Chapter 5 examines the tension between the globalisation ideal in Regtech, which seeks uniformity in regulatory standards across borders, and the reality of regulatory fragmentation, where differing local regulations necessitate more complex and potentially costly compliance solutions. 

Meet your instructor - Douglas Arner

Investment Manager at Tokentus

Douglas Arner is a Kerry Holdings Professor in Law at the University of Hong Kong and an expert on financial regulation, particularly the intersection between law, finance and technology. He is Faculty Director of HKU’s LLM in Compliance and Regulation and LLM in Corporate and Financial Law, a member of the Hong Kong Financial Services Development Council and a Senior Visiting Fellow of Melbourne Law School, University of Melbourne.

Douglas served as the Head of the HKU Department of Law from 2011 to 2014 and as the Co-Director of the Duke University-HKU Asia-America Institute in Transnational Law from 2005 to 2016. From 2006 to 2011 he was the Director of HKU’s Asian Institute of International Financial Law, which he co-founded in 1999. He has published fifteen books and more than 120 articles, chapters, and reports on international financial law and regulation, including most recently Reconceptualising Global Finance and its Regulation (Cambridge 2016) (with Ross Buckley & Emilios Avgouleas). His recent papers are available on SSRN, where he is among the top 250 authors in the world by total downloads.
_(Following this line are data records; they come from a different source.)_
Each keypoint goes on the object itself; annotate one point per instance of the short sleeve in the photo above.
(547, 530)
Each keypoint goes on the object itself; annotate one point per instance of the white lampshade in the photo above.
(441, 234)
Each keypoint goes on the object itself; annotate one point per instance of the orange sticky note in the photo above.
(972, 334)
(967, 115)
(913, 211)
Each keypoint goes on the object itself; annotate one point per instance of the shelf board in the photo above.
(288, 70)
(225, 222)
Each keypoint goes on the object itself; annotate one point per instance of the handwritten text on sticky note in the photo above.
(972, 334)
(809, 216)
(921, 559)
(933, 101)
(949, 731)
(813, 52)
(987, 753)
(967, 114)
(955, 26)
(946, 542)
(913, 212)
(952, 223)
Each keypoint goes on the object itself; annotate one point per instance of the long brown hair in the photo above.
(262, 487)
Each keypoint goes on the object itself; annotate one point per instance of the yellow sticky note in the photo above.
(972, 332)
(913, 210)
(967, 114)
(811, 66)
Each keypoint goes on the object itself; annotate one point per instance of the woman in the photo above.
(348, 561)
Douglas has served as a consultant with, among others, the World Bank, Asian Development Bank, Alliance for Financial Inclusion, APEC and European Bank for Reconstruction and Development, and has lectured, co-organised conferences and seminars and been involved with financial sector reform projects around the world. He has been a visiting professor or fellow at Duke, Harvard, the Hong Kong Institute for Monetary Research, IDC Herzliya, McGill, Melbourne, National University of Singapore, University of New South Wales, Shanghai University of Finance and Economics, and Zurich, among others.

Meet your instructor - Janos Barberis

Co-founder of Supercharger Ventures

Janos Barberis skilfully combines academic rigour with an unrivalled entrepreneurial spirit. He has an established track record in the FinTech Industry (named 32nd Most Powerful Dealmaker globally, Institutional Investors, 2018) and in academia (13th legal scholar in the world, SSRN, 2018).
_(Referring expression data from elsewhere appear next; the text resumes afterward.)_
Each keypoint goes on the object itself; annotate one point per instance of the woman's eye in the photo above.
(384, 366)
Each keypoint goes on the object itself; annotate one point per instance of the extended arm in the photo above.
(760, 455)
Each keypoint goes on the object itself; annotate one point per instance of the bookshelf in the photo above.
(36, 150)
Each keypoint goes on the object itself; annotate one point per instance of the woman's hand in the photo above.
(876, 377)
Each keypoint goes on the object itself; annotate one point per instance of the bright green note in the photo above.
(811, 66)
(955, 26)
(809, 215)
He is driven to deliver actionable insights which have benefited the business transformation and innovation of Tier-1 financial institutions, across 400 B2B partnerships with cutting-edge technology start-ups. The 49 start-ups across Janos’ accelerator cohorts have raised over US$500 million and are regularly listed as leading FinTech companies, globally.

He has promoted sustainable innovation in financial markets by heavily investing in Human Capital Development. Held regular stakeholder interactions with senior government officials and development agencies to combine start-up ecosystem access with policy-minded advice.
Janos currently focuses on the financial stability implications of BigTech firms, given their “too-large-to-ignore scale” and promotes a sustainable finance agenda via start-up business models. He leads a team of 18 people across key FinTech hubs, including Hong Kong, Singapore & London.